Operating margin was 6.1 percent last quarter, contracting by 4.9 percentage points from 11 percent a year earlier and 8.9 percentage points from the previous quarter’s 15 percent, Casetek said.
The company’s second-quarter results were lower than HSBC Securities Corp Ltd’s estimates of NT$701 million net income, 23.2 percent gross margin and 12.9 percent operating margin.
Although Casetek did not disclose the name of the major client, it is widely believed to be Apple.
Casetek chief executive officer Gary Chuang (莊育志) said business would pick up significantly in the second half of this year, after hitting the bottom in the second quarter.
He said Casetek’s production has recently started running at full utilization and the momentum might extend throughout the rest of the year.
With the major client’s planned launch of new notebooks this quarter, Casetek’s revenue contribution from notebook products in the second half might grow from about 40 percent last quarter, Chuang said.
The tablet business, which accounted for between 50 and 60 percent of last quarter’s revenue, is expected to enter the traditional peak season in the second half of this year, he said.

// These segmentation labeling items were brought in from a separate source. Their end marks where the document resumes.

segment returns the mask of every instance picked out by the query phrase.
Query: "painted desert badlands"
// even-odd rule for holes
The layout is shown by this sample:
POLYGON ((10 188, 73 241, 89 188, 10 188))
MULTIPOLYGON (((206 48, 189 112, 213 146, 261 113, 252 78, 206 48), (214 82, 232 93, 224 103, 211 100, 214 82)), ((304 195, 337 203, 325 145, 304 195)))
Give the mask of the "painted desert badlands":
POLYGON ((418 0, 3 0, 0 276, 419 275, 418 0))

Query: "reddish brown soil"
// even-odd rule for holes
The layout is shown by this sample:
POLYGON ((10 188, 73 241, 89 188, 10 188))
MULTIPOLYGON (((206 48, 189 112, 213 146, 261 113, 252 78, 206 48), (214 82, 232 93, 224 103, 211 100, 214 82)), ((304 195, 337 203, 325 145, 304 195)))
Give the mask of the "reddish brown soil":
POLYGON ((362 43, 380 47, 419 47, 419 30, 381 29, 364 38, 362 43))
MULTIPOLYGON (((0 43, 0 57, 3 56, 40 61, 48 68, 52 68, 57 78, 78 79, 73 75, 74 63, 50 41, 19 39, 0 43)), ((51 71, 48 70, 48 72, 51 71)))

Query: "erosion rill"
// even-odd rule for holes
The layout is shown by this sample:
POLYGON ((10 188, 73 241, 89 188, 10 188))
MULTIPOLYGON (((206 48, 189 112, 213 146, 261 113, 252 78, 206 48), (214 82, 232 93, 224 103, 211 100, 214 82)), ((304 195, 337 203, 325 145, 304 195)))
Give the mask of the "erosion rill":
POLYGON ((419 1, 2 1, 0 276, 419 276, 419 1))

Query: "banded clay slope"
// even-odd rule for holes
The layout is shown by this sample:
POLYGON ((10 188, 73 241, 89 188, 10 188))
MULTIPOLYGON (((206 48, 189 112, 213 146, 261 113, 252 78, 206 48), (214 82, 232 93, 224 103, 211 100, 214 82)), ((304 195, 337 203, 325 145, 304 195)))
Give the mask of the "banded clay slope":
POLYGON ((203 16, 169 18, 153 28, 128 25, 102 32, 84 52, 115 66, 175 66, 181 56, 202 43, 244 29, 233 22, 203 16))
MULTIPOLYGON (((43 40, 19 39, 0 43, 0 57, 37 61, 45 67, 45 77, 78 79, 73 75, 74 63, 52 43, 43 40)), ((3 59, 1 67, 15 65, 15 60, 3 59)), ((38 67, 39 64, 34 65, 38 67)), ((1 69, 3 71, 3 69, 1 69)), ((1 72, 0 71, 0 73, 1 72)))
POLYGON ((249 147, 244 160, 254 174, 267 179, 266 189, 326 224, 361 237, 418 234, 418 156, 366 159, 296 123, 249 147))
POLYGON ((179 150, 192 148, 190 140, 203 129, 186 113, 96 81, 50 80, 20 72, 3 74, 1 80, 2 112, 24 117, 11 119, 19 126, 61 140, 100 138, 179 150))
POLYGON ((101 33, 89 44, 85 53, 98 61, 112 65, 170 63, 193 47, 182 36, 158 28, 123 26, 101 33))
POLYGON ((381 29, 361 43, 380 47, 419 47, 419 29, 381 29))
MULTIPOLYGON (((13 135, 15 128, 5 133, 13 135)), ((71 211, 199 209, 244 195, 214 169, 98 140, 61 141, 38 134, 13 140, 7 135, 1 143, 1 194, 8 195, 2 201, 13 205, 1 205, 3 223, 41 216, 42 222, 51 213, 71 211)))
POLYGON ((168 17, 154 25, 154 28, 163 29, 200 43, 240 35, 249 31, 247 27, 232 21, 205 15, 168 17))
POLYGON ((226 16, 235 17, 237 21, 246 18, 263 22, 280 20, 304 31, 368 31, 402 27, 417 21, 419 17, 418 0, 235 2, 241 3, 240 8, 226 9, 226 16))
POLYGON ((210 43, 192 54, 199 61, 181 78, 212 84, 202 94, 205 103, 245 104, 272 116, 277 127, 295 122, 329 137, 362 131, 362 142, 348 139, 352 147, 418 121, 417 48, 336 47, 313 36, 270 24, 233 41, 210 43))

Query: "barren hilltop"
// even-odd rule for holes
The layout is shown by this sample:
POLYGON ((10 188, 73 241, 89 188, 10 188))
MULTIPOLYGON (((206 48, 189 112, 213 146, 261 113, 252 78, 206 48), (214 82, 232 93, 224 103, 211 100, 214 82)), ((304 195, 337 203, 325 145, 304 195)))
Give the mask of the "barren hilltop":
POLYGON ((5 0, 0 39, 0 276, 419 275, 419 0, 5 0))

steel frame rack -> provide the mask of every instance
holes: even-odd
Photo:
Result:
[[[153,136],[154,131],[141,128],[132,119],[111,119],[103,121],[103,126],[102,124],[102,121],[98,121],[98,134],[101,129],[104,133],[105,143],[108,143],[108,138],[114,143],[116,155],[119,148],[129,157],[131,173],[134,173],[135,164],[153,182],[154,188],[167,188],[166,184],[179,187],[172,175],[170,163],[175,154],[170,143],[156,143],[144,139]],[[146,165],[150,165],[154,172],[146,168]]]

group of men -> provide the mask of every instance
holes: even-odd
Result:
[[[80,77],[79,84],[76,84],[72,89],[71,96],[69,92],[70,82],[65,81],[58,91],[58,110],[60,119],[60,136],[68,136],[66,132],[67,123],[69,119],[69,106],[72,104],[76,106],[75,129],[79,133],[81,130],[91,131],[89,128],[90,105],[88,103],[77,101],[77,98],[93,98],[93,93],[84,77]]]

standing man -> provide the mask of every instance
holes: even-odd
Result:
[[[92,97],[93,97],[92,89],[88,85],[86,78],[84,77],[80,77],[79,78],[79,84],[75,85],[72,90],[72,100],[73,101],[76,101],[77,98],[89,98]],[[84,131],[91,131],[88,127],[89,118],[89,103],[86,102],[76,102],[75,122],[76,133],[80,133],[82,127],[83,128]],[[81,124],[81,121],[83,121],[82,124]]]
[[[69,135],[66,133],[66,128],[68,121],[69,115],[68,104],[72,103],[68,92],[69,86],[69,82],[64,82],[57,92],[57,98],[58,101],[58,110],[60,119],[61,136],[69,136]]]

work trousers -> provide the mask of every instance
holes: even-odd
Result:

However, whether the company’s revenue in the second half could grow from the same period last year will be determined by the actual shipment volume and the average selling prices of casings, he added.
Regarding Casetek’s business for smartphones, Chuang said thefirm has not yet entered the supply chain of its major client, but has been approaching domestic smartphone vendors.
Despite the company’s attempts to diversify its products, Casetek will not supply smartphone casings this year, he said.